Есть и другие пункты согласия между Бадью и Рансьером: сходство некоторых операторов, критика понятия «иммигрант» как заменителя понятия «рабочий». Однако любопытнее наблюдать то, как Бадью дистанцирует свою философию истины от рансьеровской критики неравенства. Согласно Бадью, в трудах Рансьера заявляет о себе отсутствие политики. Если по природе любое равенство исключительно и мы не можем предложить четких программ по его достижению, то это не должно мешать нашей борьбе с неравенством, которое существует всегда и повсюду. Трудность равенства не должна отпугивать от реальной ad hoc-политики. Говоря об отступлении политического, Рансьер невольно участвует в этом отступлении, делается его агентом и симптомом. Поскольку равенство функционирует в режиме императива, его задача — накладывать ограничения на любые проявления неравенства. Служение истине требует от философа недемократичности, и величие Платона в том, что он осмелился дойти до конца. Но Рансьер — антиплатоник. Его «антифилософская», то есть софистическая, установка на недоверие к любой истине заставляет его проявлять чрезмерную осторожность в выводах, оберегая себя как от любой доверчивости, так и от любого наставничества. Бадью не может принять пассивность рансьеров-ской модели равенства, поскольку, раскрывая фальсификации наставничества, Рансьер не предлагает ничего взамен. Рансьер знает, что валоризация идентичностей — опасный путь, открывающий дорогу в том числе и крайне правому дискурсу. Однако он не высказывается в пользу ограничительной природы равенства, стремясь избежать обвинений в недемократичности. Рансьер перестает говорить как раз тогда, когда должна начаться критика парламентаризма. Рансьер не принимает парламентское государство и указывает на него как причину многих несправедливостей. Но это указание всегда остается косвенным. Впрочем, Рансьер не становится «термидорианцем», сторонником консенсуса. Это означает, что он избегает обвинения, столь же смертельного в глазах сегодняшних левых, сколь смертельным для либералов является обвинение в недемократичности.
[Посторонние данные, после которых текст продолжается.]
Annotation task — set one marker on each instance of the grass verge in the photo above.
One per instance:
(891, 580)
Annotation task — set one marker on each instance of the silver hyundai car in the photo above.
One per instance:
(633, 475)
Теперь несколько слов о переводе. Удел переводчика весьма скромен, и ни один перевод stricto sensu не был квалифицирован как «выдающийся». Переводчики — это рансьеровские invisibles, литературные поденщики, о которых обычно вспоминают лишь для того, чтобы подверг-нуть критике. Я не буду указывать на погрешности русского издания «Метаполитики», которых, кстати говоря, намного меньше, чем во многих переводах сходного формата. Возьму пример противоположный, демонстрирующий переводческую вдумчивость. Речь идет о передаче термина la police как «полисия». Этот термин принадлежит Рансьеру, который, в свою очередь, ссылается на Фуко. Данный термин, хотя и покрывает значение слова «полиция», распространяется далеко за пределы этого значения7. Найденный переводчиками эквивалент, быть может, спорен. Но он хорош тем, что стоит на стороне смысла, предупреждая отечественного читателя о нагруженности слова и о его несовпадении с «полицией» как механизмом государственного силового регулирования.
В целом, русский текст читабелен и вполне доступен пониманию. В книге есть «темные» места, но причина здесь не в переводе, а в самом тексте, в апелляциях автора к математике. Хотя в отличие от Бадью восьмидесятых, сегодняшний Бадью больше «нагружен» политикой, чем математикой.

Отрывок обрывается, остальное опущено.